Ep 394 article 8:07 w/ Justy & Cody

How Lakebase Architecture Delivers 5x Faster Postgres Writes

Justy and Cody dig into Databricks Lakebase claiming much faster Postgres writes by turning off full page writes at the compute layer and pushing page image generation into distributed storage. Cody likes the architectural trick but questions where the complexity moved, while Justy argues the real win is for teams hitting write bottlenecks without wanting to re-architect their app.

Script: GPT-5.4 Voice: Murf.AI Gen2

Transcript

Justy Cody, this one matters because a lot of teams are still basically saying, why is my app slow when the real answer is just Postgres writes got expensive.

Cody Yeah. My skeptical read is the headline is probably directionally real, but the number is doing a lot of work. They're fixing a known Postgres pain point, not inventing new physics.

Cody The pain point is durability overhead. In normal Postgres, after a checkpoint, the first write to a page can force a full 8KB page image into WAL so crash recovery doesn't replay onto a half-written page. On write-heavy systems that balloons log traffic, and they say it can go up by like 15x in bad cases.

Justy Right.

Cody Lakebase gets to dodge that because compute is stateless and storage is separate. The compute streams WAL to a Paxos-backed safekeeper quorum, so there isn't a local data page sitting on disk that can get torn in the old-school way.

Justy I had to reheat my coffee because I made the mistake of letting you explain WAL before caffeine. Anyway, the user story is pretty clean. Small team, app works, traffic grows, writes start hurting, and nobody wants to become a database intern over the weekend.

Justy If this really gives more headroom without changing app code, that's a real product story. Especially for people building transactional backends or those AI app stacks where Postgres ends up holding session state, metadata, tool traces, all the unglamorous stuff.

Cody Sure.

Cody The clever part is they didn't just turn off full page writes and call it a day. That would save WAL bandwidth, but reads could get ugly because storage might need to replay a very long chain of tiny deltas to reconstruct one page.

Cody So their pageserver generates page images in storage once a page crosses some delta threshold. I actually like that. It's more grounded than tying image creation to checkpoint timing, which is kind of a blunt instrument.
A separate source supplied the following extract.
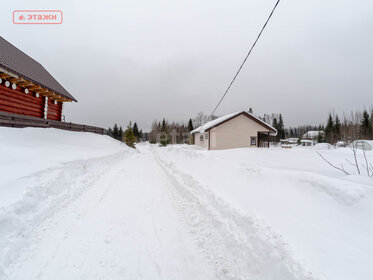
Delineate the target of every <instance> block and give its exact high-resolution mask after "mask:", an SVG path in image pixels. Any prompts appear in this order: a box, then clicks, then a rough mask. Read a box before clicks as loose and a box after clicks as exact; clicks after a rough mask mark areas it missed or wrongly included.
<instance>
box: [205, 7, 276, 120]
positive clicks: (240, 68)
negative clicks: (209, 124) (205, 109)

Justy That part felt important to me too. The claim isn't only faster writes. They also say around 94 percent less WAL traffic and about 2x better read tail latency, which is exactly where product claims usually get slippery.

Cody Mm-hm.

Justy If both sides move the right way, then okay, this is more than benchmark theater. But I still think adoption depends on whether a team believes the storage layer is now smart in a good way, not smart in a mysterious way.

Cody Exactly.

Cody That's my real reservation, Justy. The complexity did not vanish. It moved. Now you need confidence in pageserver behavior, image thresholds, replay costs, branch interactions, and what happens under weird contention patterns.

Cody The blog says image generation can be shared across multiple pageservers in the background, which sounds great for scale. I just want to know what the observability looks like when one hot page goes pathological, because that's where managed systems get annoying.

Justy Wait—

Justy I think that's fair, but for the buyer, some of that is exactly the point. They are paying to not own that weirdness. The adoption barrier is less technical purity and more, do I trust this enough to move a production app that already works.

Cody Yeah.

Justy And there's some market timing here. Everybody wants one operational data system that can sit near analytics and AI workflows without doing a giant platform split. So 'Postgres, but with more write headroom because the architecture is different' lands pretty well right now.

Cody I could be wrong, but I buy the mechanism more than I buy the generic hype. No torn local pages means full page writes become optional at compute. Then storage recreates the reset points on its own terms. That's coherent engineering.

Cody What I would not assume is automatic 5x for every workload. If the app is read-heavy, lock-heavy, or bottlenecked somewhere else, this probably feels a lot less dramatic than the headline.

Justy So, classic episode 394 energy. The number on the billboard is loud, the actual idea is quieter and maybe better. Best fit feels like teams already committed to Postgres semantics, hitting write pressure, and willing to buy into a managed architecture shift instead of sharding themselves into sadness.

Cody Build-next wise, I'd do two things. One, run pgbench locally against vanilla Postgres with full_page_writes on and off, plus different checkpoint settings, just to feel the WAL amplification yourself. Two, try a disaggregated Postgres service with a Neon-style storage model and compare write throughput, WAL volume, and p99 reads under a write-heavy script.

Justy For a solo builder, even simpler: spin up a small app that writes chat history or order events, hammer it with pgbench or k6, and watch whether the bottleneck is actually WAL traffic before shopping for magic. Anyway, I think that's the honest version. Smart architecture, real use case, still needs trust.

Cody Yep. Good trick, not magic.

Justy Cool. Finish your coffee before you start explaining Paxos at my kitchen counter again.